Bernie's girls never came outside, not on their own. She edged herself off the hump of grass and crept towards the whispers. A girl and a boy. Oh God, Hurley was with one of the girls. She pushed around the wet leaves, but it wasn't one of Bernie's girls. A face flashed towards her and then the girl turned her head and ran down the grass at the side of the drive, a long red ponytail bouncing behind her. Like a fox tail, thought Nancy.

‘Who was that?' she asked Hurley. ‘I think I know her parents.'

He shrugged. ‘You scared her.'

‘I thought you were still in your room.'

‘It was too noisy. What were you doing, hiding in there?'

‘I wasn't,' she said, knowing that was exactly what she had been doing. Adults weren't supposed to hide. ‘I was just thinking. I used to do a lot of thinking there when I was little.'

‘Your butt's soaked.'

‘I know.' She wiped her trousers with one hand and then had to wipe her wet hand on her thigh. ‘What was that girl saying?'

‘Just stuff. Asking who I was and where I was from and how long I was here.'

‘She asked all that and you didn't ask her anything?'

‘Didn't have time.' He frowned and looked at her. ‘Were you following me?'

She laughed, ‘I was there first.'

‘Spying then.'

‘How would I know you would come and stand right here?'

Hurley tilted his head. ‘Sometimes I think you've put a tracking device on me so you always know where I am. You don't trust me.'

Nancy widened her eyes. ‘Why do you think that?'

‘That's what they said. You always need to know where I am and what I'm doing because I'm dangerous.'

‘The girls said that?'

‘Bernie just laughed like they were funny. And then Maeve said that you'd said that that's why I couldn't watch TV or use a console, because if they're on you can't watch me through them. They have to be off so they record properly and you watch me on your phone.'

Nancy touched his shoulder and he moved away.
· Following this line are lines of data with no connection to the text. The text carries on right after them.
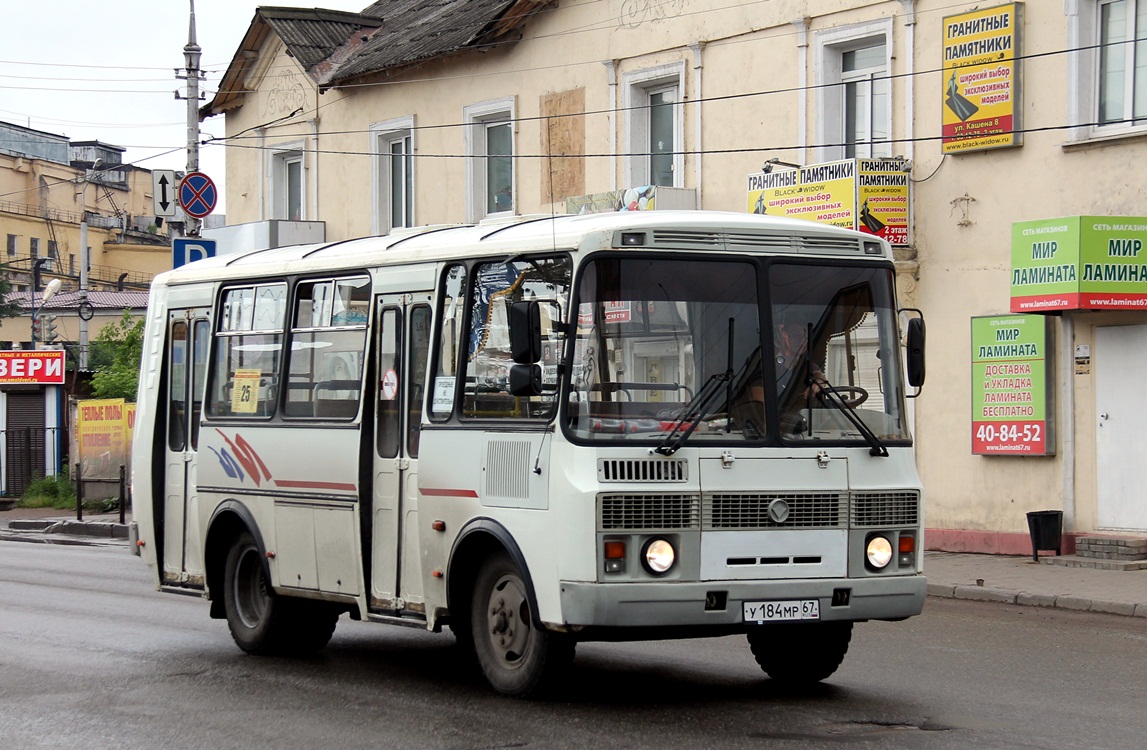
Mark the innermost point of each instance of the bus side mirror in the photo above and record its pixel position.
(525, 380)
(915, 354)
(525, 333)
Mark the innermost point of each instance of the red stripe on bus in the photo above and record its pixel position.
(314, 485)
(447, 493)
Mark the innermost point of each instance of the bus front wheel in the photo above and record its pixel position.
(263, 623)
(517, 657)
(801, 653)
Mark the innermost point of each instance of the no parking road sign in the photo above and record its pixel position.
(197, 195)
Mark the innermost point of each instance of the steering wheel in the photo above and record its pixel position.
(852, 396)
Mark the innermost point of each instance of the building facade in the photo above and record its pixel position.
(55, 196)
(416, 112)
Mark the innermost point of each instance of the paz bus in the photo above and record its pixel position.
(537, 431)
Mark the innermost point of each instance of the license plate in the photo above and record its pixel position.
(781, 611)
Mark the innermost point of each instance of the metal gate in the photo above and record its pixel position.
(24, 442)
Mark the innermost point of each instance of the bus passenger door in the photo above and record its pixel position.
(188, 336)
(403, 346)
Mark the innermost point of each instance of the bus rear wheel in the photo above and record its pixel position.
(517, 657)
(263, 623)
(801, 653)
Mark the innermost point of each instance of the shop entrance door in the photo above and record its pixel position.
(1121, 358)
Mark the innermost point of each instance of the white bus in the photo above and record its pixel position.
(539, 431)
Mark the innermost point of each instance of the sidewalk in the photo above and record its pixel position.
(1021, 580)
(989, 578)
(52, 525)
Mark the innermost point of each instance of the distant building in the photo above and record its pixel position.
(53, 190)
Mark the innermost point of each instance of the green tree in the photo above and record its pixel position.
(115, 359)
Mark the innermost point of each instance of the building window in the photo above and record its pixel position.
(1122, 63)
(393, 174)
(288, 185)
(853, 92)
(1107, 75)
(490, 146)
(655, 131)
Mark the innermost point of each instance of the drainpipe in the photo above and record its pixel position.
(1067, 416)
(802, 110)
(697, 101)
(313, 216)
(611, 80)
(910, 41)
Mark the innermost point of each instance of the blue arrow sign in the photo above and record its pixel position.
(197, 195)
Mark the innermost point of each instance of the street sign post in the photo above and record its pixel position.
(197, 195)
(185, 250)
(163, 192)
‘You know that's garbage, right? You know that's not possible?'

‘It probably is possible.'

Yes, it probably was.

‘But I don't do that. There are no cameras, Hurley.'

He shrugged and looked down at his feet as he drew arcs in the gravel.

‘Did they say this before or after you hit Maeve?'

‘That's why I hit her.'

Nancy's stomach flipped. It wasn't Hurley just lashing out for no reason. Bernie was punishing her by allowing her daughters to torment Hurley. She grabbed for Hurley's shoulder and caught it this time.

‘Let's get some lunch.'

‘I'm not hungry,' he said, but let himself be guided up the steps into the dark hallway.
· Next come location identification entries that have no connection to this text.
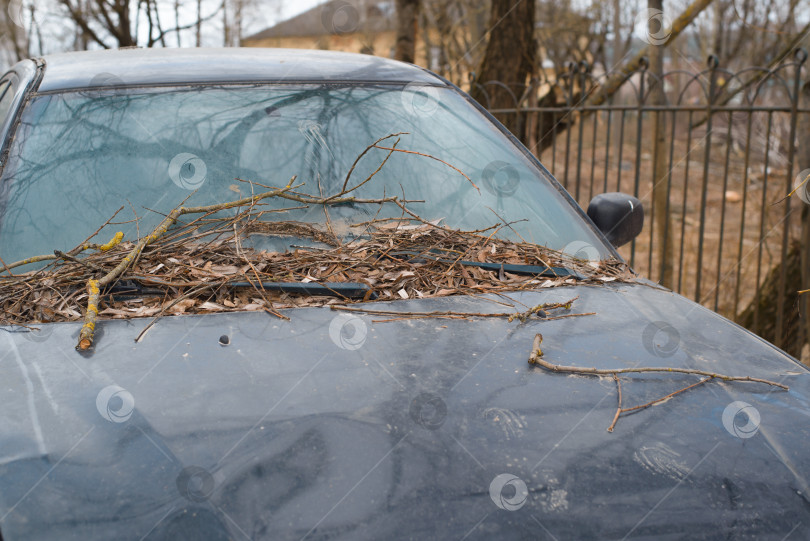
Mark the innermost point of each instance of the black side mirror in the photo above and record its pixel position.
(619, 216)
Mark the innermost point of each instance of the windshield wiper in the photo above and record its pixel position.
(523, 270)
(348, 290)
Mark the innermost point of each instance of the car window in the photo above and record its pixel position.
(80, 156)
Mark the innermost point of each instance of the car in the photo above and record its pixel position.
(445, 410)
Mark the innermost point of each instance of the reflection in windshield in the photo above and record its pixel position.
(79, 157)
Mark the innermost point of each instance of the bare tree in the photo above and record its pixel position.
(511, 53)
(114, 23)
(407, 22)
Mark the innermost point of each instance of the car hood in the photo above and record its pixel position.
(337, 425)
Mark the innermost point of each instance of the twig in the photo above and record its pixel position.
(535, 358)
(88, 329)
(619, 408)
(456, 169)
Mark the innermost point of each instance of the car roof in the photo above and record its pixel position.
(150, 67)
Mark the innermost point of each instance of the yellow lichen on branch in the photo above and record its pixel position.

‘Wash your hands and then come to the parlour.'

She watched him slope upstairs and then heard the girls in their room above her head. She needed to watch them without making it look as if she was watching him. Even though she was watching all of them, and especially him.

What was Bernie playing at? If she hadn't just had that conversation with her she'd have put Hurley's complaint down to exaggeration or the usual made up excuses. But now it had a ring of truth. Bernie had said, ‘Children are never believed until an adult believes them, like someone hearing the tree fall in the forest.' But Elian wouldn't believe either her or Hurley.

She could never tell Bernie anything at all after this.